AI-Assisted Idea Evaluation, Concept Refinement, and Decision-Making in Early-Stage Innovation
- Type:Master's thesis
- Date:Immediately
- Supervisor:
Overview
The thesis will investigate how AI-based assistants can support idea evaluation, concept refinement, and selection during the early stages of innovation and entrepreneurship. While generative AI tools such as ChatGPT are increasingly used to generate large numbers of ideas, much less is known about how these systems can help innovators converge from many raw ideas toward a smaller set of well-developed, viable concepts. This project aims to examine how AI-based assistants can act as evaluators, critics, and refinement partners, and how different forms of AI-supported evaluation influence concept quality, decision confidence, and user experience in startup contexts.
Background
Recent advances in generative AI have enabled widespread access to powerful language models such as ChatGPT, Claude, or Gemini.

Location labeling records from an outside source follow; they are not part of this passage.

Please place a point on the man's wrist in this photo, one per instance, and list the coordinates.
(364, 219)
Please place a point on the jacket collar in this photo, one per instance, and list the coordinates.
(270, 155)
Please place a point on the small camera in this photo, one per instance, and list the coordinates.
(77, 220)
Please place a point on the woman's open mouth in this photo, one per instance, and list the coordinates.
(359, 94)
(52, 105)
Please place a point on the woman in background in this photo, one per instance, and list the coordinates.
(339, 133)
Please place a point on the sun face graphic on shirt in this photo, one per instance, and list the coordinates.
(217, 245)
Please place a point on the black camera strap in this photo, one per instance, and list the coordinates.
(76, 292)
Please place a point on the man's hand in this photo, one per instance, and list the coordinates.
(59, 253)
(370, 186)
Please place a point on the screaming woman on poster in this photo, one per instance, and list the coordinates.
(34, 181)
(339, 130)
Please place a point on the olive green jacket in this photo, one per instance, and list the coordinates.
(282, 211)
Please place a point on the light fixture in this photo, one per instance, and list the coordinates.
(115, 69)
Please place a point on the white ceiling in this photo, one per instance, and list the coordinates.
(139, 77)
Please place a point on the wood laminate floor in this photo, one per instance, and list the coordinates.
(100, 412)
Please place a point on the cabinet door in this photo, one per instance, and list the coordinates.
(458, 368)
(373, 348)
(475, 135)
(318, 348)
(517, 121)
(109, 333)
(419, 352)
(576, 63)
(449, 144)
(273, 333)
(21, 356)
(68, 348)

These systems are increasingly embedded in entrepreneurial and innovation-related work, particularly in ideation and early concept development. Prior research in information systems and entrepreneurship suggests that human–AI teams can outperform humans alone in creative tasks such as idea generation. As a result, early-stage innovators can now generate a large number of ideas quickly and at low cost.
However, innovation processes are not only characterized by divergence but also by convergence. After ideation, entrepreneurs must evaluate ideas, select promising concepts, and refine them into more detailed and coherent opportunity descriptions. These tasks involve judgment, comparison, and decision-making under uncertainty and are often more challenging than idea generation itself. Generative AI introduces new opportunities in this phase, for example by providing structured feedback, highlighting strengths and weaknesses, suggesting improvements, or comparing ideas against evaluation criteria. At the same time, AI-generated feedback may influence human judgment in subtle ways, raising questions about trust, over-reliance, and responsibility.
Despite growing interest in AI-supported creativity, existing research has largely focused on idea generation. We still lack systematic empirical evidence on how AI-based assistants can support idea evaluation, concept refinement, and selection, and how such support affects decision quality, perceived confidence, and ownership in early-stage innovation. This represents a critical gap in information systems research on AI-based decision support and knowledge augmentation in entrepreneurial contexts.
Research Objectives
The overarching goal of this master thesis is to investigate how AI-based assistants can be designed to support concept refinement and evaluation in early-stage innovation. Rather than focusing on idea generation, the thesis explicitly addresses the convergent phase of the innovation process, in which rough ideas are elaborated, critically assessed, and transformed into more mature and communicable innovation concepts.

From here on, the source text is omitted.